Friday, December 5, 2008

The MRI of DOOM

Go to the start of my story: So it begins

Don't think I'm a pessimist due to the title of this post. I stole it from the House recaps at Television Without Pity. Bad stuff ALWAYS happens on House when the Patient of the Week has an MRI.

I went to the second MRI of my life on May 19, 2008. I had the first one in 2002 when I was experiencing numbness and tingling in my right arm. That MRI showed no abnormalities. I still felt pretty crappy, but the vertigo had subsided somewhat and I was no longer nauseated.

I arrived at the hospital and did all of the registration stuff. Once I was lying on the table/slide before entering the MRI of DOOM, the tech asked what music I would like to hear. I wasn't aware that they now offered CDs. Being the music lover I am, I asked for some Aretha Franklin. Of course, they didn't have that. So I blanked out and just said the first thing that came to mind, "OK, got any Beatles?" They did! So I slid into the tube and assumed the most comfortable position for lying motionless. Then the most effed up versions of Beatles songs began to play. I assumed they put on some compilation CD that had unreleased studio recordings or some such. Dudes, I have never taken acid in my life, but after the experience of listening to that weird stuff while in the MRI of DOOM, I think I have vicariously. That was messed up!

When I expected the nice technician to say that I was done, she fooled me. She said, "We're going to bring you out and inject some contrast dye." Uh-oh. That doesn't sound good. I start freaking out a little inside my head; this was around the same time that Ted Kennedy was diagnosed with a brain tumor. OMG, OMG, OMG! Long story short, I got shot up with contrast dye and endured another round of pictures with the bizarre Beatles music in my ears.

When it was all over, I had to just sit for awhile before my head felt like I could walk again.

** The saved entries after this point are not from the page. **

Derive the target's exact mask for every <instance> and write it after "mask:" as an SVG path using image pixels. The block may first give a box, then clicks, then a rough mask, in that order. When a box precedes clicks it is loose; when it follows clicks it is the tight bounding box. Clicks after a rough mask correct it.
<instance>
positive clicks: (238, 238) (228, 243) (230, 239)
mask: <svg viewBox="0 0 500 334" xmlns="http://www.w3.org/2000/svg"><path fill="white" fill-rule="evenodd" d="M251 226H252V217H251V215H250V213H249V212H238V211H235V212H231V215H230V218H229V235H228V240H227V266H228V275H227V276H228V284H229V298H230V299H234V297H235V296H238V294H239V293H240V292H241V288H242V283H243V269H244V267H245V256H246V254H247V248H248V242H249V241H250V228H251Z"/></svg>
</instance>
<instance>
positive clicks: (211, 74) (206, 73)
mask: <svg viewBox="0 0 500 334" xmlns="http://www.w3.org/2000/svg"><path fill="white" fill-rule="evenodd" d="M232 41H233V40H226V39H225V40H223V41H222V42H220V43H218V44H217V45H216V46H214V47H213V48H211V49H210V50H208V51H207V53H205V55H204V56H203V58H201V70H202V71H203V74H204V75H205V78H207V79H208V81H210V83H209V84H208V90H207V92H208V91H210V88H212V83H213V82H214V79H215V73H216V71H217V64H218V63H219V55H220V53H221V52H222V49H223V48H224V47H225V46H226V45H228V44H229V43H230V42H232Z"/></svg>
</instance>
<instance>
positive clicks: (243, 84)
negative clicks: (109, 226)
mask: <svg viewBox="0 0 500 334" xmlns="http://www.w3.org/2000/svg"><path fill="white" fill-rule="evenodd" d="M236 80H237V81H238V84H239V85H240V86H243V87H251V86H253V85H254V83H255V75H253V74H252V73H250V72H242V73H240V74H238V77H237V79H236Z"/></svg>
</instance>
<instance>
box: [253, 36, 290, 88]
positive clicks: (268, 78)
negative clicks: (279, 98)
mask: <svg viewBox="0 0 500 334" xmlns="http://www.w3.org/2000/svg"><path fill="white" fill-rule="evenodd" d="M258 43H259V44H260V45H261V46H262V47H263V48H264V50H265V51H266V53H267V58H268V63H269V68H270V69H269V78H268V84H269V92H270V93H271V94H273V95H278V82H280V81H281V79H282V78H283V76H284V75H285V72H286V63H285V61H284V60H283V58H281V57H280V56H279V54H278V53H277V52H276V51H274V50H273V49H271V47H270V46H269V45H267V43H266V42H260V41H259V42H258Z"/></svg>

You don't realize how dizzy you can get from lying flat and motionless for a long time. Anyway, I finally left and found GH (the Goat-Hub) and related the experience to him. We made jokes and went along our merry way, awaiting the results.

Next, The Dreaded Phone Call

1 comment:

Lisa Emrich said...

hehe... that made me laugh, kelley.

For my MRIs, including the big fancy new machine at the local MRI center, there was no music. That is unless you count the music which I played for myself in my head.

I got through several horn concertos, some piano pieces my students had been practicing, and a variety of orchestral snippets. Some of the best mental concerts I've ever had.